Mohammed VI suscite donc l’interrogation. Ses apparitions publiques sont rares, la distance avec son peuple passe pour quasi-physiologique encore que paradoxale, la jeune génération dont il connaît les codes l’ayant adopté sur fond de selfies partagés. Aussi, au Maroc et dans le monde, les thuriféraires comme les contempteurs de la dynastie alaouite s’interrogent-ils inlassablement sur ses convictions et ses motivations, et, au-delà de son mode d’exercice du pouvoir très silencieux, sur la question essentielle de savoir s’il est aux affaires ou ailleurs, s’il règne lui-même ou par procureur ; la maladie dont il est affecté aggravant au demeurant le phénomène avec pour corollaire, le silence institutionnel du Palais. Ainsi, et sans s’engager dans une biographie prématurée, l’auteur propose-t-il de chercher à cerner ce roi intelligent et taiseux, entre hédoniste et stratège, sans trouver de réponse tranchée ou définitive.
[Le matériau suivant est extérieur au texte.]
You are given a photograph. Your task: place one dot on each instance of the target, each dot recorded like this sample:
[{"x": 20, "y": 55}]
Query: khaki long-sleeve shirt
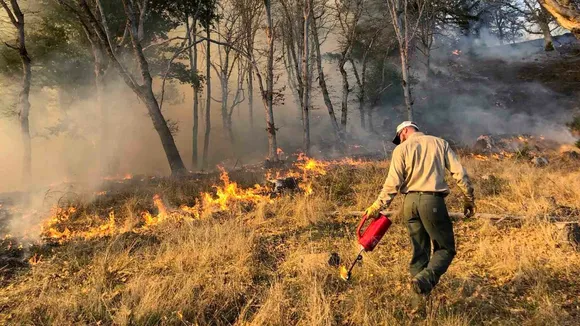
[{"x": 419, "y": 164}]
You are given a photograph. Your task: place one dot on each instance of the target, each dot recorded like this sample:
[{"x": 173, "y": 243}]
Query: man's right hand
[
  {"x": 373, "y": 210},
  {"x": 469, "y": 207}
]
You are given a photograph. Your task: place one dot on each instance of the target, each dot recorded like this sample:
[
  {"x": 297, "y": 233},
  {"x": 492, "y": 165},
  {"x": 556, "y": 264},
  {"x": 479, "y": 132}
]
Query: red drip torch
[{"x": 368, "y": 239}]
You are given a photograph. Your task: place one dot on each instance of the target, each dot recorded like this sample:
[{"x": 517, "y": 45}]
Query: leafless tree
[
  {"x": 317, "y": 30},
  {"x": 296, "y": 46},
  {"x": 204, "y": 160},
  {"x": 192, "y": 51},
  {"x": 16, "y": 17},
  {"x": 228, "y": 31},
  {"x": 538, "y": 15},
  {"x": 426, "y": 31},
  {"x": 267, "y": 88},
  {"x": 405, "y": 19},
  {"x": 348, "y": 14},
  {"x": 566, "y": 12},
  {"x": 251, "y": 13},
  {"x": 136, "y": 13}
]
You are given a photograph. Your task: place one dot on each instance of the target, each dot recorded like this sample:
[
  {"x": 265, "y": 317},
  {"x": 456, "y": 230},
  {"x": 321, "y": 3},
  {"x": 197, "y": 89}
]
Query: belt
[{"x": 429, "y": 193}]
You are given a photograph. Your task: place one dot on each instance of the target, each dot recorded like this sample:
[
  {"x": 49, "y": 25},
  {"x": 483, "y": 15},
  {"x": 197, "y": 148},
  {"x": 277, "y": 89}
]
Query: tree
[
  {"x": 405, "y": 19},
  {"x": 426, "y": 31},
  {"x": 191, "y": 14},
  {"x": 317, "y": 29},
  {"x": 16, "y": 17},
  {"x": 505, "y": 21},
  {"x": 538, "y": 15},
  {"x": 250, "y": 12},
  {"x": 94, "y": 18},
  {"x": 296, "y": 46},
  {"x": 228, "y": 59},
  {"x": 348, "y": 14},
  {"x": 566, "y": 12},
  {"x": 204, "y": 160}
]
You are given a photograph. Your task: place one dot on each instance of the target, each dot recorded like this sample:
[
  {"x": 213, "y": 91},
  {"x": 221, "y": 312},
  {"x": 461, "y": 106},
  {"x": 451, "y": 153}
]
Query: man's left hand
[
  {"x": 469, "y": 207},
  {"x": 373, "y": 210}
]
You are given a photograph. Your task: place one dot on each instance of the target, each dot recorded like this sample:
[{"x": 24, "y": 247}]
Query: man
[{"x": 418, "y": 170}]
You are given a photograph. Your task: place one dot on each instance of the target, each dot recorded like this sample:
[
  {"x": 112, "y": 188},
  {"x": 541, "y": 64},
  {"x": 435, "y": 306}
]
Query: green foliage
[{"x": 490, "y": 185}]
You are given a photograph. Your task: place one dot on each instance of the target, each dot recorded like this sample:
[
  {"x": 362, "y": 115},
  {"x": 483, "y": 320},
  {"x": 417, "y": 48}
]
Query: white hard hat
[{"x": 400, "y": 127}]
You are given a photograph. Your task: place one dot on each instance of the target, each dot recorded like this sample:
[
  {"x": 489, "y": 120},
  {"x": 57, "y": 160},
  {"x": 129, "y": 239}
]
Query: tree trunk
[
  {"x": 103, "y": 109},
  {"x": 567, "y": 15},
  {"x": 24, "y": 110},
  {"x": 345, "y": 91},
  {"x": 369, "y": 113},
  {"x": 251, "y": 96},
  {"x": 269, "y": 96},
  {"x": 205, "y": 163},
  {"x": 306, "y": 80},
  {"x": 361, "y": 92},
  {"x": 159, "y": 122},
  {"x": 191, "y": 39},
  {"x": 145, "y": 91},
  {"x": 545, "y": 27},
  {"x": 17, "y": 19},
  {"x": 322, "y": 80},
  {"x": 405, "y": 83}
]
Si bien qu’en fermant le livre à la trois-cent-vingt-neuvième page, on ne sait toujours pas très bien qui est Mohammed VI et le mystère reste entier.
Une phrase
“ Le vendredi 23 juillet 1999, le cœur de Hassan II cesse de battre. Vers 22 heures, un conseil de famille se réunit dans la salle du trône. Vêtu d’une djellaba, visage tendu et ombré d’une barbe naissante, le prince héritier reçoit l’allégeance, la bey’a, de ses proches, des oulémas, des membres du gouvernement, puis des chefs de l’armée…Smit Sidi caresse la tête de son père, un geste impensable de son vivant. A presque 36 ans, il devient Mohammed VI. Après avoir passé sa vie à obéir à son père, il va commander, enfin.” Pages 64 et 65
L'auteur
Thierry Oberlé est journaliste, grand reporter au Figaro et spécialiste des pays du Maghreb et de l’Afrique. Il suit depuis longtemps les affaires de terrorisme international, ce qui lui a valu d’écrire ou co-écrire Notre guerre secrète au Mali (2013) et Esclave de Daech (2015).